The president took to Twitter to make the announcement.
“Today, on my orders, the United States military conducted an operation to extract U.S. Government personnel from Khartoum in response to the situation in Sudan. I am grateful for the commitment of our Embassy staff and the skill of our service members who brought them to safety,” he said. “I am receiving regular reports from my team on their ongoing work to assist Americans in Sudan, to the extent possible. We are also working closely with our allies and partners in this effort.”
“This tragic violence in Sudan has already cost the lives of hundreds of innocent civilians. It’s unconscionable and it must stop. We’re temporarily suspending operations at the U.S. Embassy in Sudan, but our commitment to the Sudanese people and the future they want is unending,” he said.
This tragic violence in Sudan has already cost the lives of hundreds of innocent civilians. It’s unconscionable and it must stop. We’re temporarily suspending operations at the U.S. Embassy in Sudan, but our commitment to the Sudanese people and the future they want is unending.
— President Biden (@POTUS) April 23, 2023
As for civilians, and there are an estimated 16,000 United States citizens in Sudan, they are on their own as the White House said the military will not be evacuating them.
“It’s absolutely imperative that U.S. citizens in Sudan make their own arrangements to stay safe in these difficult circumstances,” White House National Security Council spokesman John Kirby said .
“Americans should have no expectation of a U.S. government coordinated evacuation at this time. And we expect that that’s going to remain the case,” he said.
The New York Times reported.
Almost 100 people — mostly U.S. Embassy employees — were evacuated using helicopters that flew in from the nation of Djibouti, about 800 miles away, according to U.S. officials. Just over 100 special operations troops were involved.
Within hours of the U.S. announcement, other countries and foreign groups followed suit. A convoy of vehicles carrying United Nations personnel left the city from the group’s headquarters in Sudan, according to a U.S. official.

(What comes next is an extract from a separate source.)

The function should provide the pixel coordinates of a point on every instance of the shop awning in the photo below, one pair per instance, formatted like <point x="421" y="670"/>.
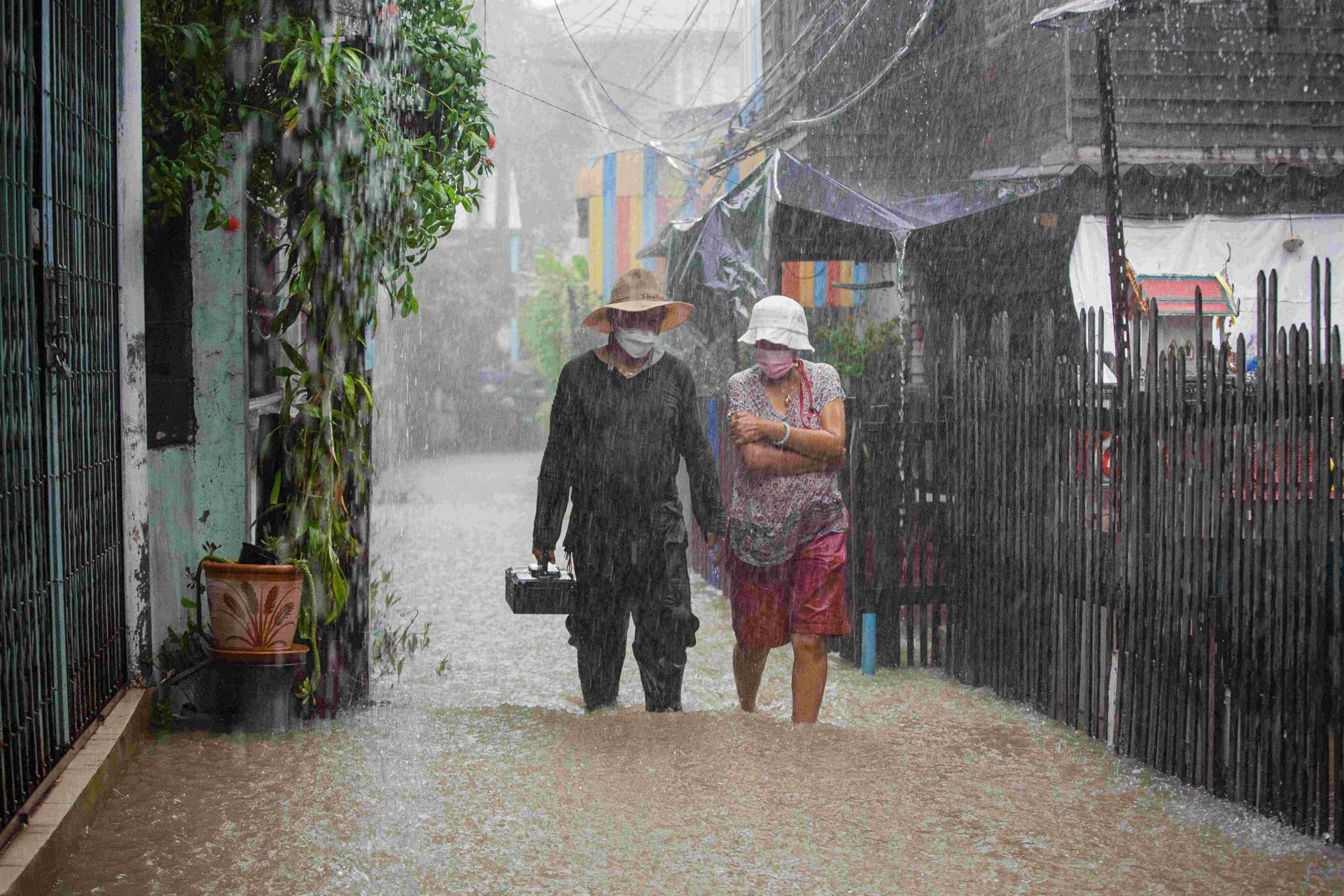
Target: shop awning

Britain, France and the Netherlands also said they had moved to evacuate their nationals and diplomatic staff, a day after Saudi Arabia did the same.
The moves came on the ninth day of brutal fighting in Khartoum and other parts of the country between the army and a paramilitary group called the Rapid Support Forces, whose leaders are vying for supremacy in Sudan.

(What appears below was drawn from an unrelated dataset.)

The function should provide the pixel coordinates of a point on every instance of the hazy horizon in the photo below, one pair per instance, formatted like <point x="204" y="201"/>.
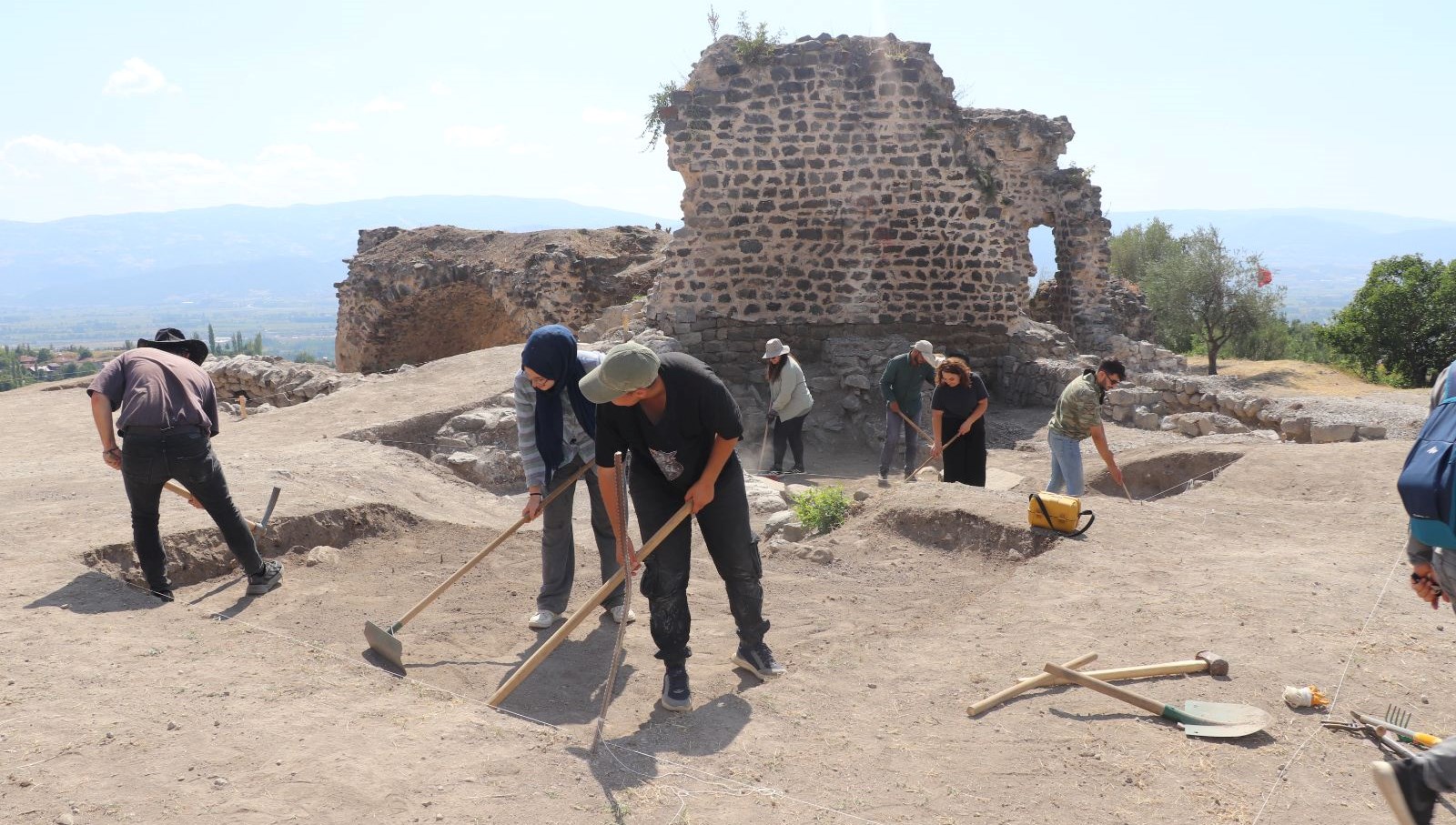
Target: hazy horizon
<point x="1249" y="105"/>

At least 400 people have been killed in the ensuing clashes and 3,500 injured, according to the United Nations. They include at least 256 civilians who died and 1,454 who were wounded, according to a doctors’ union.
On Friday Secretary Of State Antony Blinken announced that the United States had temporarily suspended operations in Sudan.

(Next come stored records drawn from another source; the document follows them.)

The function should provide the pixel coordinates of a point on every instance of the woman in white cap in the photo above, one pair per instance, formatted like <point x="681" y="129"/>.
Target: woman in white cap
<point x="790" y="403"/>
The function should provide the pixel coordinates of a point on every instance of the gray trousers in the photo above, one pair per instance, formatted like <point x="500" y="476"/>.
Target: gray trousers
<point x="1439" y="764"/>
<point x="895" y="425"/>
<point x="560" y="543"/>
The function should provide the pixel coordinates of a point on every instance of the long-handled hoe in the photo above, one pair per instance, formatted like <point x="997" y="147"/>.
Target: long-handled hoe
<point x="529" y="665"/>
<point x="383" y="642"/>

“The U.S. Department of State has temporarily suspended operations at our Embassy in Khartoum, Sudan and safely evacuated all U.S. personnel and their dependents under our security responsibility. Suspending operations at one of our embassies is always a difficult decision, but the safety of our personnel is my first responsibility. I directed this temporary action due to the serious and growing security risks created by the conflict between the Sudanese Armed Forces and the Rapid Support Forces. The widespread fighting has caused significant numbers of civilian deaths and injuries and damage to essential infrastructure and posed an unacceptable risk to our Embassy personnel. I applaud the skill and professionalism of our team on the ground, U.S. military forces, and others across the government who carried out this evacuation mission,” he said.
“We will continue to assist Americans in Sudan in planning for their own safety and provide regular updates to U.S. citizens in the area. We will also continue to coordinate with our allies and partners as well as our local partners on efforts to ensure the safety of their personnel,” the secretary of state said.
“I reiterate my call to both sides to urgently extend and expand the Eid al-Fitr ceasefire to a sustainable cessation of hostilities to prevent further damage to the Sudanese nation. We remind both belligerents of their obligations under international humanitarian law, including obligations related to the protection of civilians. The United States, in partnership with the region and international community, will continue to press efforts to bring an end to this fighting and a return to the process of transition to civilian government,” he said.